The Dow Jones industrials closed up 290 points and Bank of America and Citigroup stocks both rose more than 6 percent, showing a measure of confidence that the Treasury's takeover could help bolster the U.S. housing market -- though some of the enthusiasm for the plan was beginning to fizzle among investors by the end of the day.
"It definitely draws a line in the sand and should help credit conditions, but we still need the underpinnings of the housing market to show stability or improvement before we can say the credit crisis is behind us," Jack Ablin, chief investment officer at Harris Private Bank in Chicago, told Reuters.
At a press conference announcing the takeover Sunday, Treasury Secretary Henry Paulson said the housing correction poses the biggest risk to the U.S. economy.
"Our economy and our markets will not recover until the bulk of this housing correction is behind us," Paulson said.
The firms were placed under a "conservatorship" and new chief executives will replace ousted CEOs Dan Mudd of Fannie Mae and Dick Syron of Freddie Mac. The takeover will provide fresh capital to the firms, which have struggled to find backing in a market wary of the companies' abilities to continue to fund home-loans.
The government will provide up to $100 billion to help shore up each company. Together, the companies own or guarantee almost half of the $12 trillion of U.S. home mortgage debt.
Some observers immediately faulted the takeover plan's high costs.
"This is a shareholder bailout financed by the U.S. taxpayers," Armando Falcon Jr., formerly the chief regulator of Fannie Mae and Freddie Mac, told the Washington Post.
But Paulson stressed that the costs of the failure of the firms would be far more serious.
"Fannie Mae and Freddie Mac are so large and so interwoven in our financial system that a failure of either of them would cause great turmoil in our financial markets here at home and around the globe," he said in a televised statement.
The move was designed to keep the firms viable into 2009, but leaves the next administration and Congress to determine the long-term structure of the companies. The two firms are government-chartered, but shareholder-owned, and have lost $14 billion in the last year.

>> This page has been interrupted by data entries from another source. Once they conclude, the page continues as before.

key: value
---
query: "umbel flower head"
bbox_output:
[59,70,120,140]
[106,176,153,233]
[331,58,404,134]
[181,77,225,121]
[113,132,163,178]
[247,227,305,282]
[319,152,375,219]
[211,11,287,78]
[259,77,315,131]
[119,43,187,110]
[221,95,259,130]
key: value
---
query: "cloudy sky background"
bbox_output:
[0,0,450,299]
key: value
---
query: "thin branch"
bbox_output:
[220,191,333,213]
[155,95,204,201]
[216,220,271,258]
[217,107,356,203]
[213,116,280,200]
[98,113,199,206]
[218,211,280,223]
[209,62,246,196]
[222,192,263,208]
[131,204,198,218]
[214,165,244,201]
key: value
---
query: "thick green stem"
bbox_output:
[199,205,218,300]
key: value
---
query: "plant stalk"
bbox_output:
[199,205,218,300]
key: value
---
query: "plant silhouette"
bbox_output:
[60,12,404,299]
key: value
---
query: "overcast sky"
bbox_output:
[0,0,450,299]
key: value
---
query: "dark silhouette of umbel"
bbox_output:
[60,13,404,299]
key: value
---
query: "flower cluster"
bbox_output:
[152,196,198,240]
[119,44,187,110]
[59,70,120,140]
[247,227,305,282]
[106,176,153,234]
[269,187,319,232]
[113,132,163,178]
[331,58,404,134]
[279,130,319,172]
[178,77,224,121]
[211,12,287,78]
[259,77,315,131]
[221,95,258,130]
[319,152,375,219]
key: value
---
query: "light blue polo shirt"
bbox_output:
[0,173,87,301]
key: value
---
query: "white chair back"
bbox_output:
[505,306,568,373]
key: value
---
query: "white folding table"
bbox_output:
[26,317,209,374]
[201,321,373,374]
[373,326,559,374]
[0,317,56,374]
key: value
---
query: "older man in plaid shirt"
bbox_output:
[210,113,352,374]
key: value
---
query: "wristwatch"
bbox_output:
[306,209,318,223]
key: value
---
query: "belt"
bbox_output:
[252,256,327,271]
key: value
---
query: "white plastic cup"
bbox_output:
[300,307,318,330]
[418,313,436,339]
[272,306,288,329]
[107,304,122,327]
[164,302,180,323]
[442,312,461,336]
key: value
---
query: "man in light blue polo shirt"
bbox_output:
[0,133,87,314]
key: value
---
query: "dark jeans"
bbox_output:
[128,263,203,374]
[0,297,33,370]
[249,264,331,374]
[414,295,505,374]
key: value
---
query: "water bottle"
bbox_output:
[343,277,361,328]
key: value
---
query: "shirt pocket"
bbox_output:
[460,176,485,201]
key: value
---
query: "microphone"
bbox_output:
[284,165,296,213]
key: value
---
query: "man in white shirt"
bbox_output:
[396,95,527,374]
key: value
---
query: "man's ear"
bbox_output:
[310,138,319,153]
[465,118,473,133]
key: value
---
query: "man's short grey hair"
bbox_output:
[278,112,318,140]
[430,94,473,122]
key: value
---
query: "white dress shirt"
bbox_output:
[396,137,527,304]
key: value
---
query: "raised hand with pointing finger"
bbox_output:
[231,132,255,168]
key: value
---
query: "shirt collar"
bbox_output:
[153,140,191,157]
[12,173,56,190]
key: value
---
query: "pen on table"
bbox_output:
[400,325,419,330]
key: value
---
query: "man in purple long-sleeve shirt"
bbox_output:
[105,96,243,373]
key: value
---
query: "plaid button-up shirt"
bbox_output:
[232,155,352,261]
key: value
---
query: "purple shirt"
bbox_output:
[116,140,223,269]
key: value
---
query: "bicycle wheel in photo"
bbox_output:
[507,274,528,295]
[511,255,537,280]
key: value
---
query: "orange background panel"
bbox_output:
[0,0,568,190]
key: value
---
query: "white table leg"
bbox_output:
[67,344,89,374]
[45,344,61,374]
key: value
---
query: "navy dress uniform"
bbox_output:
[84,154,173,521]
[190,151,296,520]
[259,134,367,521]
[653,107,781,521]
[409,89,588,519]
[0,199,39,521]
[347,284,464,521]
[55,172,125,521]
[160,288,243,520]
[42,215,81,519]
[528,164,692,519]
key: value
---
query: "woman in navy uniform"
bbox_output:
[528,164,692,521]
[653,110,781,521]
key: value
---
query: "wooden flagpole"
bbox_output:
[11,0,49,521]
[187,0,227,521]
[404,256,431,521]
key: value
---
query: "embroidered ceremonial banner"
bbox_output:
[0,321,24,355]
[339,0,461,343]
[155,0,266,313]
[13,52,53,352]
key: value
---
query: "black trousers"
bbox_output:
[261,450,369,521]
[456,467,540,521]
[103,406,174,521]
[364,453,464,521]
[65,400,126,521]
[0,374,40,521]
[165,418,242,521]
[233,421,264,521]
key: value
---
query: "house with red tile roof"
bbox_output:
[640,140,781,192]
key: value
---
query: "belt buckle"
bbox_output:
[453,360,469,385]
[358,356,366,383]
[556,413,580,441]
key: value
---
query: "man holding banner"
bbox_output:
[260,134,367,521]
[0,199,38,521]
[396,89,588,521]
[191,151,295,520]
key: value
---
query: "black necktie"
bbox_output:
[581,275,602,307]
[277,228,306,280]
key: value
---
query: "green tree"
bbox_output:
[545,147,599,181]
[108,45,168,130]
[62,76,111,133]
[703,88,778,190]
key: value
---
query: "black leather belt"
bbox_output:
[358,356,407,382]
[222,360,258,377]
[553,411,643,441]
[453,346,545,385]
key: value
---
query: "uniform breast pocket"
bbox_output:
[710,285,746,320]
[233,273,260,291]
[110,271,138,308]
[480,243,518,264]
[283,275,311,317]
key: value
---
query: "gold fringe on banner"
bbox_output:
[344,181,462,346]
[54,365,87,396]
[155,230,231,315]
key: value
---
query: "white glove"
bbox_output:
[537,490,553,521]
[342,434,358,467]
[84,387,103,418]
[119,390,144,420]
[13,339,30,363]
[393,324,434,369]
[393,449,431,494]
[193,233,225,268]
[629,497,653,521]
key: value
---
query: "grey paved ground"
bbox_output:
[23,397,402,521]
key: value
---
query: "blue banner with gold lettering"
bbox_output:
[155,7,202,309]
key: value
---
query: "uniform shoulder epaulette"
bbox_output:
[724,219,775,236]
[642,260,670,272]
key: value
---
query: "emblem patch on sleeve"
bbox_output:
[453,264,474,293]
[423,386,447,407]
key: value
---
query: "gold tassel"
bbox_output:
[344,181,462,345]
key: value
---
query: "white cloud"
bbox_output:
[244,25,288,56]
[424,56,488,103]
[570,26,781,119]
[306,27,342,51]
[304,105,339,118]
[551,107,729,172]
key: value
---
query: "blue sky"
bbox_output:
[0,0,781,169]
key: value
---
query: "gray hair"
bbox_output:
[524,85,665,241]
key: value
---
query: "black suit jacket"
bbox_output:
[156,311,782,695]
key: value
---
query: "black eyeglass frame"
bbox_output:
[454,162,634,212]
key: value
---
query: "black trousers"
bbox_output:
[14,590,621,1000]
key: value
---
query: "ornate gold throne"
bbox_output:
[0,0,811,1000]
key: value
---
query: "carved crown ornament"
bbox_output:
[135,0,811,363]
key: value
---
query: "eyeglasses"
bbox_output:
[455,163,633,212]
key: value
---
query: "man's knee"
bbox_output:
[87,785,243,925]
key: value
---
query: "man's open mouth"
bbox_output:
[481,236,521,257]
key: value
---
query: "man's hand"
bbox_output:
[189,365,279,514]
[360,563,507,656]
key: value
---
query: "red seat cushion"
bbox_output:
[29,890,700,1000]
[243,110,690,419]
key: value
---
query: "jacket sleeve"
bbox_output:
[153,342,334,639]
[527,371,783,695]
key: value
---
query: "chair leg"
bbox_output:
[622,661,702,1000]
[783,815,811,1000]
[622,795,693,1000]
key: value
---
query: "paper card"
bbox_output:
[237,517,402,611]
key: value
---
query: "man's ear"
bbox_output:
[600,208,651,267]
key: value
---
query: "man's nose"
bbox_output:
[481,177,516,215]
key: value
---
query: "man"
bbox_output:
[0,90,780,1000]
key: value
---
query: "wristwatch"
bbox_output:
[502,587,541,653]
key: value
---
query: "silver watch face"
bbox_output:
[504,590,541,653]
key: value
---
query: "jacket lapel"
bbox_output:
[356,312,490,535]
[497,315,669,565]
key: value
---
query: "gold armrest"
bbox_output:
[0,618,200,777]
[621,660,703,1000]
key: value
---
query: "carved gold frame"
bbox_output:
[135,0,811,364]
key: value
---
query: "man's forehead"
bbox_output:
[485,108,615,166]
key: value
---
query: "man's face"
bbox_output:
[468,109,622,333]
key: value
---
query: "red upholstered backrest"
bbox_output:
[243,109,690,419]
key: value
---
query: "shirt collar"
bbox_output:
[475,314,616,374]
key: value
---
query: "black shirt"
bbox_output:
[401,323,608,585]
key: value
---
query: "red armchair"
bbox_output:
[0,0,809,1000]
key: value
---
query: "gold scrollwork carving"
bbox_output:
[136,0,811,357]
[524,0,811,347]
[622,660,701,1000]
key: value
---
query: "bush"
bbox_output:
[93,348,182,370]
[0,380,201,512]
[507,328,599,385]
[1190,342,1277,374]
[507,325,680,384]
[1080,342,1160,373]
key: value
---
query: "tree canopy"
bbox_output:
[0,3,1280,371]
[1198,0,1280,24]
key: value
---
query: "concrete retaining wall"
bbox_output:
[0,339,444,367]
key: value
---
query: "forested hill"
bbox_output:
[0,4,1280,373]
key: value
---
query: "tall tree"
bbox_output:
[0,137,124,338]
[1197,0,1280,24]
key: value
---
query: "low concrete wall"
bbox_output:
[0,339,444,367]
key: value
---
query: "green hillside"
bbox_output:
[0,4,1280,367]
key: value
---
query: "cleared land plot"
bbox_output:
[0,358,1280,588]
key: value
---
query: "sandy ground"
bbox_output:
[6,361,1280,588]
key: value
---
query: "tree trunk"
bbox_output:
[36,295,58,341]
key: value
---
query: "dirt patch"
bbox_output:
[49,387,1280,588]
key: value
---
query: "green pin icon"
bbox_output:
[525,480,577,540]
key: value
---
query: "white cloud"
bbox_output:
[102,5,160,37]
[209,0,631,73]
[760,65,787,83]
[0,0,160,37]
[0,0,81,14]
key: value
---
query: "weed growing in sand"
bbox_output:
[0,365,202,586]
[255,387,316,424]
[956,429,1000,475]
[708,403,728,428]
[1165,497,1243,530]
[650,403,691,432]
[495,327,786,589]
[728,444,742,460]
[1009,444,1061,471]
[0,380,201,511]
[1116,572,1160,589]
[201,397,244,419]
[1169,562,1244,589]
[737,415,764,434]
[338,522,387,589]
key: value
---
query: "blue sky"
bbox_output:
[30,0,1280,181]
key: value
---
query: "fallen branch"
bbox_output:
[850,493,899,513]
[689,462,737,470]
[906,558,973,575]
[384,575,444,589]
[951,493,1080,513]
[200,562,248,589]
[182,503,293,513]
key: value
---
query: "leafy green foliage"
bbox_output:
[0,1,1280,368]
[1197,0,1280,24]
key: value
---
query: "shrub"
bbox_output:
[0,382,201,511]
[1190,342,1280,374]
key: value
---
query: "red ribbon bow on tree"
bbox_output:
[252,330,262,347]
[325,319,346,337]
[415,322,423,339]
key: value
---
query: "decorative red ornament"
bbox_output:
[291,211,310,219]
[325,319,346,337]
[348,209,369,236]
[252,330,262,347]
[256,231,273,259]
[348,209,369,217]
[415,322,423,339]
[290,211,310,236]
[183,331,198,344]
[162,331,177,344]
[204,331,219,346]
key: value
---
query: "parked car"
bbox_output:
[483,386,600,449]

"The new Congress and the next administration must decide what role government in general, and these entities in particular, should play in the housing market," Paulson said Sunday. There is a consensus now that "they cannot continue in their current form," he added.
That leaves open the possibility of full nationalization, which would formalize the government's role in mortgage markets, or the possibility of splitting up and selling off the companies, reported Bloomberg News.
"This is the biggest event in my 21 years in the business," Arthur Frank, director and head of mortgage-backed securities research at Deutsche Bank, told Reuters of Paulson's decision.
President Bush said in a statement Sunday that the change is a temporary, "near term" intervention, but said that the failure of Fannie Mae and Freddie Mac posed "an unacceptable risk to the broader financial system and our economy."
"Americans should be confident that the actions taken today will strengthen our ability to weather the housing correction, and are critical to returning the economy to stronger sustained growth in the future," Bush said.
The takeover comes six months after the Fed provided $29 billion of financing to prevent the collapse of another finance giant, Bear Stearns & Cos.